Setiap kegiatan PJS di seluruh tingkatan diharapkan tidak berhenti pada seremoni, tetapi memberikan dampak nyata terhadap peningkatan kapasitas wartawan dan penguatan organisasi.

Keseragaman penggunaan tema nasional juga diharapkan mampu memperkuat identitas serta menyatukan langkah seluruh jajaran PJS dari pusat hingga daerah.

“Tema ini bukan sekadar rangkaian kata, tetapi menjadi arah perjuangan PJS dalam memperkuat kompetensi, profesionalisme dan integritas wartawan sekaligus mempersiapkan PJS menuju Konstituen Dewan Pers,” tegas DPP PJS.

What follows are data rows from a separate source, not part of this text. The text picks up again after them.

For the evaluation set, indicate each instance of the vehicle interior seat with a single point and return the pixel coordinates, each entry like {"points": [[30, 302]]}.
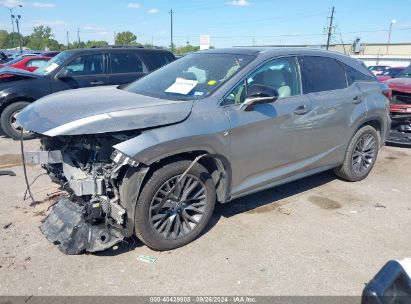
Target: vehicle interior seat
{"points": [[276, 80]]}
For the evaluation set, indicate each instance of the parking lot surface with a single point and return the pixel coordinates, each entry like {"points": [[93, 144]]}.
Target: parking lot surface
{"points": [[316, 236]]}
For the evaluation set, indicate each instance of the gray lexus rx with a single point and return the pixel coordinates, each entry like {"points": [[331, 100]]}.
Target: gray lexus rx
{"points": [[152, 158]]}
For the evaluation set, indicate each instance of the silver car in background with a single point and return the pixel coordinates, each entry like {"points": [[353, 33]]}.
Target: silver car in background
{"points": [[152, 158]]}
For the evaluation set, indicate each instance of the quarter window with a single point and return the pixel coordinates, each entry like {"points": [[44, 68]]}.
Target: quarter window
{"points": [[87, 65], [126, 63], [321, 74]]}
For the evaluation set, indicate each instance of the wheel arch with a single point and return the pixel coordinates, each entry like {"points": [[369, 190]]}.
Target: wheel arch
{"points": [[14, 99]]}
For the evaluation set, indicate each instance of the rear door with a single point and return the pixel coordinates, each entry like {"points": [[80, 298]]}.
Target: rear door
{"points": [[86, 70], [125, 67], [337, 105]]}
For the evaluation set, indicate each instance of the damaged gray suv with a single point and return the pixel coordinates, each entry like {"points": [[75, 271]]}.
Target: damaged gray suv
{"points": [[152, 158]]}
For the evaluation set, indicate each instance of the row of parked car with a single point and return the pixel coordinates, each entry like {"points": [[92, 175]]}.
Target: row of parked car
{"points": [[152, 157], [30, 77]]}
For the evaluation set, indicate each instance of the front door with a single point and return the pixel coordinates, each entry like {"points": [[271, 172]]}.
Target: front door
{"points": [[84, 71]]}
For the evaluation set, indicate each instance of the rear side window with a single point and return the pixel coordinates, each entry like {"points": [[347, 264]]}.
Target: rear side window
{"points": [[353, 75], [321, 74], [126, 63], [36, 63]]}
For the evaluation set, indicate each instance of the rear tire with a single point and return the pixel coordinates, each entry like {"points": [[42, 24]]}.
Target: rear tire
{"points": [[361, 155], [184, 215], [7, 121]]}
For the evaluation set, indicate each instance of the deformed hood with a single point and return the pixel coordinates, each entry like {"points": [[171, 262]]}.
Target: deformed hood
{"points": [[99, 110]]}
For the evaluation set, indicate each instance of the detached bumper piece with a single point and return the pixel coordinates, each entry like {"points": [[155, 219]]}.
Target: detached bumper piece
{"points": [[66, 227]]}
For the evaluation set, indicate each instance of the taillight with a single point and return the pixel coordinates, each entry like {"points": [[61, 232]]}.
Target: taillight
{"points": [[387, 93]]}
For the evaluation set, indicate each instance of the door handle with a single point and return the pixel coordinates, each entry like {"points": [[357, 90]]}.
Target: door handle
{"points": [[301, 110], [97, 82], [357, 99]]}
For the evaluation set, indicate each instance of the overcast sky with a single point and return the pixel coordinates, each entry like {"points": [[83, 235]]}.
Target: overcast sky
{"points": [[228, 22]]}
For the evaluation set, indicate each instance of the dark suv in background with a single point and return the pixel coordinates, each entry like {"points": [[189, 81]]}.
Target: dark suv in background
{"points": [[73, 69]]}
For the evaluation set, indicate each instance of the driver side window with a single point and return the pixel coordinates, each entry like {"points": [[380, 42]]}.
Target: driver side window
{"points": [[280, 74]]}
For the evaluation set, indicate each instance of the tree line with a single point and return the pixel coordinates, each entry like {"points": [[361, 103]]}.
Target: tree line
{"points": [[42, 38]]}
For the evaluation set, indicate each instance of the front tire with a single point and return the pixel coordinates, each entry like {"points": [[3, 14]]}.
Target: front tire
{"points": [[164, 224], [361, 155], [8, 121]]}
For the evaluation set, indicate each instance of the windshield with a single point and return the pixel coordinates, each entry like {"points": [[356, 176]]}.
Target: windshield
{"points": [[53, 64], [194, 76], [405, 74]]}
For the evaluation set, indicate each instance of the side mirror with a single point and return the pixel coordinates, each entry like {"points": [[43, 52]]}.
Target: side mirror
{"points": [[64, 73], [259, 94]]}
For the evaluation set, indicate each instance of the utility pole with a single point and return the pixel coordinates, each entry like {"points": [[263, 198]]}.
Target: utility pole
{"points": [[18, 32], [12, 25], [389, 34], [68, 43], [172, 44], [330, 28], [78, 36]]}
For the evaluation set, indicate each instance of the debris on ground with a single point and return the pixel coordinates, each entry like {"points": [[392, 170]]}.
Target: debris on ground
{"points": [[35, 203], [7, 226], [284, 210], [147, 259], [378, 205], [7, 172]]}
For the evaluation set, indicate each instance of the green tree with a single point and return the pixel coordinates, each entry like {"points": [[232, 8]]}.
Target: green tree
{"points": [[182, 50], [126, 38]]}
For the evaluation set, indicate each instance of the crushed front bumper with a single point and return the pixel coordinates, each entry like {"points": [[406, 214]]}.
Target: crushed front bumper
{"points": [[67, 228]]}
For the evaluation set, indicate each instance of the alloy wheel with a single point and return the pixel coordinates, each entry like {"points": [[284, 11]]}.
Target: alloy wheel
{"points": [[13, 122]]}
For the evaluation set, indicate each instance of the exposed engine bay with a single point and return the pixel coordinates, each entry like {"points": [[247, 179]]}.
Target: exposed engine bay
{"points": [[92, 218]]}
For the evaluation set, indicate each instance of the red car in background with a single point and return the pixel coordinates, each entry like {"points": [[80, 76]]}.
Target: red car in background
{"points": [[29, 63], [400, 108], [389, 73], [378, 69]]}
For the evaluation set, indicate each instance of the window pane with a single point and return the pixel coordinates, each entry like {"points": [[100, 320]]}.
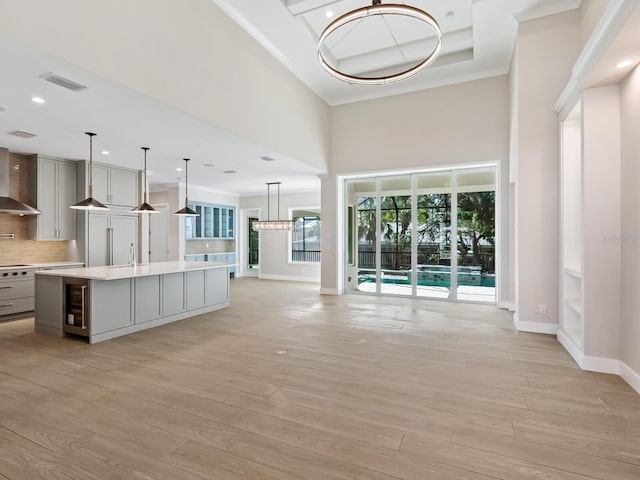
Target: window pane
{"points": [[395, 240], [476, 235], [305, 238], [433, 234]]}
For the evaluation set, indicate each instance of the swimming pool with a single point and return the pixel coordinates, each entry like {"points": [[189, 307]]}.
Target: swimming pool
{"points": [[431, 276]]}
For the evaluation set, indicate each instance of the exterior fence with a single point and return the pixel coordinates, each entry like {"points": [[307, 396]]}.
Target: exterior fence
{"points": [[305, 256], [393, 260]]}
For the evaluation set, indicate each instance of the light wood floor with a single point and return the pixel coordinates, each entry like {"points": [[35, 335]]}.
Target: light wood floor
{"points": [[370, 388]]}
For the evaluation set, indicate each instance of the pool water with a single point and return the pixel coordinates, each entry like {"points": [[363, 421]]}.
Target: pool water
{"points": [[485, 281]]}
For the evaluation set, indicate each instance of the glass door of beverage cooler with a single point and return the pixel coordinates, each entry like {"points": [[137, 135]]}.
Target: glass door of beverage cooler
{"points": [[76, 307]]}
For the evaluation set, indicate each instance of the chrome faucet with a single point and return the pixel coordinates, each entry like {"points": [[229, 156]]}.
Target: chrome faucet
{"points": [[132, 253]]}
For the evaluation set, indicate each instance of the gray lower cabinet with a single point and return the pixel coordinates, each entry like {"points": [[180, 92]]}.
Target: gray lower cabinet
{"points": [[195, 289], [217, 286], [147, 294], [110, 305], [173, 294], [112, 308]]}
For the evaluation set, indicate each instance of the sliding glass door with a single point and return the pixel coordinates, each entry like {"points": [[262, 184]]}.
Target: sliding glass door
{"points": [[476, 207], [433, 269], [400, 231], [395, 235]]}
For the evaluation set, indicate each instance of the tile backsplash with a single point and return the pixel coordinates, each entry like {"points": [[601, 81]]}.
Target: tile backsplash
{"points": [[21, 249]]}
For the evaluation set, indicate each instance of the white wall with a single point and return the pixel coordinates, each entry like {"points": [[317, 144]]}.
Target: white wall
{"points": [[457, 124], [547, 50], [601, 222], [590, 13], [630, 200], [275, 262], [189, 55]]}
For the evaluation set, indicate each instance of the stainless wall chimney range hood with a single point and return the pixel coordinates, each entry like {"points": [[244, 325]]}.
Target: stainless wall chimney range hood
{"points": [[8, 204]]}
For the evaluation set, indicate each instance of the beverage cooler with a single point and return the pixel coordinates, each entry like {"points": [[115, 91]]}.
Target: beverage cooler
{"points": [[76, 307]]}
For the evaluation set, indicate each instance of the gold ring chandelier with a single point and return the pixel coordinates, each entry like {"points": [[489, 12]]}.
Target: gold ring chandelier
{"points": [[377, 8]]}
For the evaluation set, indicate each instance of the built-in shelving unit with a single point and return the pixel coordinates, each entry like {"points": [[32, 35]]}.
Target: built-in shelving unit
{"points": [[590, 225], [571, 308]]}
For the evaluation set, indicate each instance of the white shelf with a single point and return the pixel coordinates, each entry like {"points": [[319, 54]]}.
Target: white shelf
{"points": [[574, 303], [573, 272]]}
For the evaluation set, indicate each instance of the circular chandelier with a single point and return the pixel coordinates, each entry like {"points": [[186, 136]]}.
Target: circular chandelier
{"points": [[377, 8]]}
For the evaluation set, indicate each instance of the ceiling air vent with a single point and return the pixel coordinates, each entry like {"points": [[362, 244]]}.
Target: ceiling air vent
{"points": [[63, 82], [22, 134]]}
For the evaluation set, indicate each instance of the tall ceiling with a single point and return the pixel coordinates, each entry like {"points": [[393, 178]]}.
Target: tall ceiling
{"points": [[478, 40]]}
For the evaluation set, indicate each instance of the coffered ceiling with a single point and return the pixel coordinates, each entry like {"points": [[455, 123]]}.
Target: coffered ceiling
{"points": [[478, 40]]}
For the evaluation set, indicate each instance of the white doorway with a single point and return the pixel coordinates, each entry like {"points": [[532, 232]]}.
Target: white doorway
{"points": [[249, 244], [158, 234]]}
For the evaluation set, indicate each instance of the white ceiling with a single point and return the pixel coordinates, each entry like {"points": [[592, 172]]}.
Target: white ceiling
{"points": [[478, 40], [125, 121], [289, 30]]}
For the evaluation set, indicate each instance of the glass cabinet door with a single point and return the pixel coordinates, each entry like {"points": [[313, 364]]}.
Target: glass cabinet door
{"points": [[231, 223], [216, 222], [225, 225], [208, 222]]}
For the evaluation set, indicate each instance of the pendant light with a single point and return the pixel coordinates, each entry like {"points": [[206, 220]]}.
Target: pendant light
{"points": [[90, 203], [144, 207], [186, 211], [269, 225]]}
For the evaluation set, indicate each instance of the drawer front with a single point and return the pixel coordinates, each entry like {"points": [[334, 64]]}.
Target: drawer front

Pesan tersebut menjadi penting karena PJS sedang membangun fondasi organisasi untuk menghadapi tahapan yang lebih besar. Seluruh pengurus daerah dituntut bergerak seirama, membangun komunikasi, memperkuat konsolidasi dan memastikan setiap program organisasi berjalan secara terukur.

*PJS tidak ingin sekadar menjadi organisasi yang ramai dalam struktur, tetapi harus menjadi organisasi yang nyata dalam kerja, kuat dalam kompetensi dan konsisten menjaga integritas profesi.*

Dengan semangat *“PJS Rumah Kita, PJS Pasti Bisa”,* Mahmud Marhaba dan Rikky Fermana menyerukan kepada seluruh keluarga besar PJS agar menjadikan 2026 sebagai tahun penguatan kualitas.

Sebab, jalan menuju Konstituen Dewan Pers tidak cukup ditempuh dengan klaim dan retorika.

Jalan itu harus dibuktikan dengan kompetensi, profesionalisme, integritas dan kerja nyata.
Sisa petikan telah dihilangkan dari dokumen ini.